A pauta do Conama de hoje inclui ainda a proposta de uma nova resolução que trata de critérios de incineração de resíduos em fornos de produção de cimento, para liberar a queima de resíduos de agrotóxicos. Até o momento, esse material passa por um processo detalhado de tratamento e destinação. A nova resolução, porém, passa a permitir que tudo seja incinerado.
Regime de urgência
Há preocupação, porém, com o material lançado na atmosfera após essa queima. “Tudo foi pautado em regime de urgência. Qual é a urgência de tomar decisões tão importantes em tão pouco tempo e sem que esses temas sejam submetidos a estudos, por meio de câmaras técnicas? Todas essas resoluções mereceriam uma discussão aprofundada”, afirma Bocuhy.

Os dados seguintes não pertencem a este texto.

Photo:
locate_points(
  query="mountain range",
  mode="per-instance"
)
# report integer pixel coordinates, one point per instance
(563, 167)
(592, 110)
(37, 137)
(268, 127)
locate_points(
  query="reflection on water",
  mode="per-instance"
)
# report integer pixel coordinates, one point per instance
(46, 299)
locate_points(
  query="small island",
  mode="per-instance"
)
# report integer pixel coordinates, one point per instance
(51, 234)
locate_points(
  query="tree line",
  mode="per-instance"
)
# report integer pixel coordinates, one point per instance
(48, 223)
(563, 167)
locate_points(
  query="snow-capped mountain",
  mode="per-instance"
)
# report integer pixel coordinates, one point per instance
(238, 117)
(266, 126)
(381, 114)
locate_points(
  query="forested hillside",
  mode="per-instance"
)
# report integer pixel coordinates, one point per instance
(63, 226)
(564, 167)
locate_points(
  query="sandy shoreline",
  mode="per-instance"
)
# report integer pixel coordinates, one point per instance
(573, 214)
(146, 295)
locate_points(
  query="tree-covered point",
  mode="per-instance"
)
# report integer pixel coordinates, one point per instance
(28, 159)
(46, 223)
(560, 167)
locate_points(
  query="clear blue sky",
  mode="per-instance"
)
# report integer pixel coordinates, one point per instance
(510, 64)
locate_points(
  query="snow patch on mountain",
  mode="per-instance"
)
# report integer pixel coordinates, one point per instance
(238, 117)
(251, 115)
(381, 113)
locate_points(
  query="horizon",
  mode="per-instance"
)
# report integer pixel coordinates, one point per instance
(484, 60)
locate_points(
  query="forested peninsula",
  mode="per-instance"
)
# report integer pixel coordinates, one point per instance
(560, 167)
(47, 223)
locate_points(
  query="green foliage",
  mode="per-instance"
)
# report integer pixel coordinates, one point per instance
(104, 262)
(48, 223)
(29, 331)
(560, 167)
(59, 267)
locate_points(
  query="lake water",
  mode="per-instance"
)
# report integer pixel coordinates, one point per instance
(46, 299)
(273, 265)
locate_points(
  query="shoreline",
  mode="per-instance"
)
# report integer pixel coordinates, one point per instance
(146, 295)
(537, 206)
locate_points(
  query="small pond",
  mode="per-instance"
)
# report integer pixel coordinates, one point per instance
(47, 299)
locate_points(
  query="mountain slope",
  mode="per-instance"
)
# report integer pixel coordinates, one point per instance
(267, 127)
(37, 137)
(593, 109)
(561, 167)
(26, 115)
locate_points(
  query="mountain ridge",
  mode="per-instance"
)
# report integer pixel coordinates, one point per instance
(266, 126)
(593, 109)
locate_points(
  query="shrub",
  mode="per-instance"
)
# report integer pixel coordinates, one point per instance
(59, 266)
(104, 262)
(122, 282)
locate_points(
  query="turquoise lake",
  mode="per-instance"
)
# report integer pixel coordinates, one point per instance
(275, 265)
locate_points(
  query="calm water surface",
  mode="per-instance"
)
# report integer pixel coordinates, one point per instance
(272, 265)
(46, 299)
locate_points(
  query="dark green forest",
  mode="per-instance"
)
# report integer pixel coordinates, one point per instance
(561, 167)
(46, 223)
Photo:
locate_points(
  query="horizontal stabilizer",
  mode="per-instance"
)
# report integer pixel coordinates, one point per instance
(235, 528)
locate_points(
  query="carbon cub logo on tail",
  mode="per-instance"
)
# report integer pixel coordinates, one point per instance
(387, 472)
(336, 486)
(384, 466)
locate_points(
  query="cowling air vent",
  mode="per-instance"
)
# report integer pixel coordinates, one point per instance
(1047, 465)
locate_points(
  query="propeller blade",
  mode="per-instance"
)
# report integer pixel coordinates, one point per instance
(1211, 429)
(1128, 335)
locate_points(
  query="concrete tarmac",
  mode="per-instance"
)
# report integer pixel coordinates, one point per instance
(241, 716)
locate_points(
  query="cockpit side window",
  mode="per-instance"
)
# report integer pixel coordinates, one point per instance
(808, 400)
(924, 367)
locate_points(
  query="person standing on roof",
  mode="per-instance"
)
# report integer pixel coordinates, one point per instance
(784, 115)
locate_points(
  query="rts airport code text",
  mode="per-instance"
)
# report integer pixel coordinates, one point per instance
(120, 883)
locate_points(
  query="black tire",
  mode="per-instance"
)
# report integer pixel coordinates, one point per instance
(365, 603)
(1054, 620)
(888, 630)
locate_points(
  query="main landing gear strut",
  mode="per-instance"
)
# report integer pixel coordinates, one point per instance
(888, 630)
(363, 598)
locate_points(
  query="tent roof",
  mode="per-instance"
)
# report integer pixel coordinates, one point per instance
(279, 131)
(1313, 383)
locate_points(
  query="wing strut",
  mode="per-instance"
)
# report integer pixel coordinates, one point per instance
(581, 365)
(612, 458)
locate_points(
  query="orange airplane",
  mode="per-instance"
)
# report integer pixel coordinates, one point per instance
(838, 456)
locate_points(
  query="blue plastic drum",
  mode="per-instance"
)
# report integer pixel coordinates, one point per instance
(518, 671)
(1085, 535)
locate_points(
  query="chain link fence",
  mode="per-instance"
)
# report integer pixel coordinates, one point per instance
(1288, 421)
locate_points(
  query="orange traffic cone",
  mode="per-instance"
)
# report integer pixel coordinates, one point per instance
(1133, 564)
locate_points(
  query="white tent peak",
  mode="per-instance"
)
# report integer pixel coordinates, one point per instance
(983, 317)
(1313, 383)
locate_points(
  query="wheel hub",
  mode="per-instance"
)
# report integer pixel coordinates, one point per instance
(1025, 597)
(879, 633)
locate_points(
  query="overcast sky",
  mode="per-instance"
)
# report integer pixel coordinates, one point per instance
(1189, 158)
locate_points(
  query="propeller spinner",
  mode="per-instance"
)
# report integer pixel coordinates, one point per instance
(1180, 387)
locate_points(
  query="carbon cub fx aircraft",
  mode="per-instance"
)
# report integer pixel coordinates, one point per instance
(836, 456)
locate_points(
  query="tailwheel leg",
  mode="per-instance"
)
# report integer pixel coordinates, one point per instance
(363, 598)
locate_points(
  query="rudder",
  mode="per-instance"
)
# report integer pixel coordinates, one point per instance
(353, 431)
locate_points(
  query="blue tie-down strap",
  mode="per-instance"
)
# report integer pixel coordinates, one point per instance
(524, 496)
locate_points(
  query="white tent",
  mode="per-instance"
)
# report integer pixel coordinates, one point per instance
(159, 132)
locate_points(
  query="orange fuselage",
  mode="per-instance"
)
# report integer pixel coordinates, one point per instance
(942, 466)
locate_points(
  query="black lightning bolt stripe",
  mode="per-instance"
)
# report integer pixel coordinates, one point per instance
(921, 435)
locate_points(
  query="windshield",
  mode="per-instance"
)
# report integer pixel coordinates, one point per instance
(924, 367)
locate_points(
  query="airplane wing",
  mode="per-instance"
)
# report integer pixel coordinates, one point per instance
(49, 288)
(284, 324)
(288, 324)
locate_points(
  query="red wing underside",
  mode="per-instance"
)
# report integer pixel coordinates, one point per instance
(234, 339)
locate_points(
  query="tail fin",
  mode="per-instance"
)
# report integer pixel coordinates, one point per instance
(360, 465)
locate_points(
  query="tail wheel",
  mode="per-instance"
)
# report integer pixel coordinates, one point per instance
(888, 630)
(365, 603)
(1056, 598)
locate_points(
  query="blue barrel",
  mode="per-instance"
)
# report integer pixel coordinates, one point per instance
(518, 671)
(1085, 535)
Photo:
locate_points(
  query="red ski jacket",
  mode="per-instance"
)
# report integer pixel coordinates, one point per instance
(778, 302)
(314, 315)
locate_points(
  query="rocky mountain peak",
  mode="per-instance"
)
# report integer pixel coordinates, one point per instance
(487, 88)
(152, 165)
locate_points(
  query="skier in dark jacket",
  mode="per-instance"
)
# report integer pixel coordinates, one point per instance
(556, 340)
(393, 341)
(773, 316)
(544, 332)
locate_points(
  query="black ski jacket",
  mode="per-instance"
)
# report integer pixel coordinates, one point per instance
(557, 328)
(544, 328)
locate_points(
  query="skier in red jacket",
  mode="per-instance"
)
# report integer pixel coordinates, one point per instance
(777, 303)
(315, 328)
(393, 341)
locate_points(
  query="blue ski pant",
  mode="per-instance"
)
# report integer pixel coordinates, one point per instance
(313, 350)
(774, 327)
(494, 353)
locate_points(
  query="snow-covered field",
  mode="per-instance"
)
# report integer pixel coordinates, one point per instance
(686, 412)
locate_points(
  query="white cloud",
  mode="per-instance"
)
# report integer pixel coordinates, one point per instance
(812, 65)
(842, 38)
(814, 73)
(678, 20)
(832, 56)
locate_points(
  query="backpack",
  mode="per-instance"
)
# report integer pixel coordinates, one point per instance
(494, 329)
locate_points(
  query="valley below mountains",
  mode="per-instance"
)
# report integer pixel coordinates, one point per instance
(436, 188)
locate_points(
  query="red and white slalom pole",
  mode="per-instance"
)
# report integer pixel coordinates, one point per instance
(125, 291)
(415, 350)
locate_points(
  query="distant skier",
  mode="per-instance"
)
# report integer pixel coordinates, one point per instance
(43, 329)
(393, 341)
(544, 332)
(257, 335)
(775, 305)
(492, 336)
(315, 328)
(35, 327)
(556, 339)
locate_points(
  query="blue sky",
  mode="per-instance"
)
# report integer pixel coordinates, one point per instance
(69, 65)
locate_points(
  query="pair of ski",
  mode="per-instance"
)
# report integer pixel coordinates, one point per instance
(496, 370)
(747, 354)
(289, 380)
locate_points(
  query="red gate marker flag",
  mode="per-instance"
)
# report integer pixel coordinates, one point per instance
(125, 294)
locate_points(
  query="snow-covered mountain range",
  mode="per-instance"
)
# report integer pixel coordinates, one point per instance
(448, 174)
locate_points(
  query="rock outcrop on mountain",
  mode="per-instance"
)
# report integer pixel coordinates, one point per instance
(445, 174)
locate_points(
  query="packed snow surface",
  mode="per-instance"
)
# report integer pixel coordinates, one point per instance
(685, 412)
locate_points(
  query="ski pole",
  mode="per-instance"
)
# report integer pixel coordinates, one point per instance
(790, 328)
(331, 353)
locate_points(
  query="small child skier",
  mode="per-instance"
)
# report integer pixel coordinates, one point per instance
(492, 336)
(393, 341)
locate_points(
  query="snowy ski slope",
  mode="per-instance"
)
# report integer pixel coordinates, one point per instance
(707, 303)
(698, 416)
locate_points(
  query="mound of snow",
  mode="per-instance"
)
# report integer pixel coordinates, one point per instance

Procurado, o ministro Ricardo Salles afirmou que “as pautas do Conama serão debatidas e todos os conselheiros terão a oportunidade de expor suas posições”. Para a ex-presidente do Ibama Suely Araújo, especialista sênior em políticas públicas do Observatório do Clima, trata-se de decisões graves, que poderão fragilizar profundamente a proteção ambiental.
A “boiada” de Salles
“O desmonte promovido pelo governo Bolsonaro na política ambiental atingiu duramente o Conama, que infelizmente parece estar reduzido a uma esfera de flexibilização de normas, de passar a boiada. A pauta dessa reunião é evidência forte nesse sentido: revogação de resoluções que dispõem áreas de preservação permanente e sobre licenciamento da irrigação, sem o debate público prévio que marcava os processos do Conselho”, diz Suely.
A especialista chama atenção ainda para a proposta de aprovar uma resolução que dá abertura para flexibilizar a concentração de poluentes orgânicos por meio de incineração. “Isso é totalmente inaceitável, chega a ser assustador.”
O órgão passou por mudanças e perdeu representantes de Estados e entidades civis em julho. De caráter consultivo, com poder de definir normas e critérios na área ambiental, o Conama foi desidratado em julho do ano passado em relação à sua estrutura anterior, concentrando nas mãos do governo federal e de representantes do setor produtivo a maioria dos votos. Estados e entidades civis perderam representação. Por decisão de Salles, o Conama teve seus membros reduzidos de 96 para 23 representantes.
Orgãos sem representatividade
A composição anterior do órgão tinha o objetivo de dar maior representatividade a vários segmentos da sociedade. Uma parte dos integrantes da sociedade era escolhida por indicação e outra, por eleição. Desde o ano passado, porém, essa escolha passou a ser feita por sorteio.Instituições que representam a sociedade civil, incluindo associações de trabalhadores rurais e povos indígenas, viram suas posições caírem de 23 para 4.
Os Estados também perderam representação. Se antes havia uma cadeira para cada um dos 26 Estados e o Distrito Federal, agora são 5 cadeiras representadas por um Estado de cada região geográfica do país. Os municípios, que tinham 8 representantes, agora têm 2.